S’agissant des nouveaux avions de surveillance maritime, il est question d’aligner huit Falcon Albatros en 2030 [contre 13 initialement envisagés] aux côtés de quatre Falcon 50M. La cible finale – soit 12 appareils – devrait être atteinte à l’horizon 2035. Échéance à laquelle le remplacement des avions de patrouille maritime Atlantique 2 Standard 6 sera amorcé, avec la réception de trois appareils issus du programme PATMAR futur.
Mais le projet de LPM 2024-30 ne dit rien sur un dossier pourtant crucial pour l’avenir du groupe aérien embarqué [GAé] du porte-avions Charles de Gaulle. S’il confirme l’achat de trois avions de guet aérien E-3D Hawkeye [le processus d’acquisition est d’ailleurs en cours], il ne prévoit cependant pas le renouvellement d’une partie des 41 Rafale Marine. Et cela, malgré es inquiétudes exprimées à au moins deux reprises par l’amiral Pierre Vandier, le chef d’état-major de la Marine nationale [CEMM].
En effet, la Chasse embarquée a reçu ses premiers Rafale M il y maintenant plus de vingt ans… alors que l’armée de l’Air & de l’Espace a mis les siens en service en 2006. Mais celle-ci obtiendra des appareils neufs, afin de compenser ceux prélevés dans son inventaire pour honorer les contrats signés avec la Grèce et la Croatie.
« La Marine est […] la première à avoir eu à disposition des avions Rafale, elle sera logiquement la première à les perdre par l’usure du temps », fit remarquer l’amiral Vandier, dans les pages de La Tribune, en juillet 2021. Elle « garde ses avions depuis le début de leur mise en service et n’a pas eu d’avions neufs. Toutes la mise à niveau de notre flotte de Rafale s’effectue par retrofit », avait-il ajouté, en mettant en garde contre de possibles « effets de ciseau » à l’horizon 2030/35, la « conjonction des rétrofits et la disparition des avions les plus anciens » pouvant « aboutir à un problème de format qui est de 42 appareils ».

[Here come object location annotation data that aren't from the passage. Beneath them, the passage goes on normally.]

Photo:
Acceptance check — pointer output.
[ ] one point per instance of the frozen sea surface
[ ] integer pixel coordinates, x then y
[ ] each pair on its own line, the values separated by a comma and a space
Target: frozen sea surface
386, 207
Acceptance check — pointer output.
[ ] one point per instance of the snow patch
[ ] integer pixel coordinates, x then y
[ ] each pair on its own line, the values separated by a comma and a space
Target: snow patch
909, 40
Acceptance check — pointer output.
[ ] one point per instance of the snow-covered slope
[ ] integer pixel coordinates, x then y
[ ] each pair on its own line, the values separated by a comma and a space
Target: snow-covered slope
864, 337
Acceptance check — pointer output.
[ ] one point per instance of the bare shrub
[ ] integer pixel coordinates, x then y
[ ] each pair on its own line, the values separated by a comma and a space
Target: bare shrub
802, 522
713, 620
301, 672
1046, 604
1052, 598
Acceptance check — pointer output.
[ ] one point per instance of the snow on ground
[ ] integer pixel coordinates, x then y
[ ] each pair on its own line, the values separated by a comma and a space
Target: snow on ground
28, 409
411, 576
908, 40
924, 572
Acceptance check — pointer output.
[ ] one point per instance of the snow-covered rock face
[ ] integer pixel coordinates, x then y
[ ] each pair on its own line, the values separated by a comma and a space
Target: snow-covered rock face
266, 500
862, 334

Dans son livre « Le groupe aéronaval depuis la fin de la Guerre Froide« , le capitaine de vaisseau Thibault Lavernhe résume les données du problème.
« Les 41 Rafale Marine [RFM] en parc en 2022 présentent […] un temps de service en moyenne plus avancé que ceux de l’armée de l’Air & de l’Espace, sans compter l’usure liée à leur emploi opérationnel depuis un porte-avions [en environnement agressif et avec des contraintes mécaniques importantes à l’appontage et au catapultage]. Pour rester capable d’aligner 24 RFM sur le Charles de Gaulle [c’est à dire deux flottilles] tout en honorant les exigences d’entraînement et de formation du groupe aérien par ailleurs, un renouvellement partiel du parc des RFM sera donc nécessaire dans un avenir proche. Là aussi, le RFM se trouve dans une position comparable à celle des Super Étendard dans les années 1980 », écrit-il.
Aussi, lors des auditions parlementaire de l’autonme dernier, l’amiral Vandier a plaidé pour que la Marine nationale soit la première à obtenir l’avion de combat de nouvelle génération [New Generation Fighter] issu du programme SCAF [Système de combat aérien du futur]. Si celui-ci a pu passer à la phase 1B après des mois de discussions entre les industriels impliqués, il n’en reste pas moins que sa suite n’est pas assurée. Cela étant, le projet de LPM 2024-30 prévoit la livraison d’un « démonstrateur » d’ici 2030… Mais il ne dit rien pour l’échéance 2035.
Cela étant, peut-être qu’un renouvellement partiel de la flotte de Rafale M passera par l’Inde, qui pourrait en acquérir une vingtaine d’exemplaires pour l’INS Vikrant, son dernier porte-avions. L’avion de Dassault Aviation est en balance avec le F/A-18 Super Hornet de Boeing. Récemment, le chef d’état major de l’Indian Navy, l’amiral R. Hari Kumar, a déclaré que, après des essais et des évaluations, les deux appareils répondaient aux besoins exprimés… et que le choix de l’un ou de l’autre serait avant tout politique.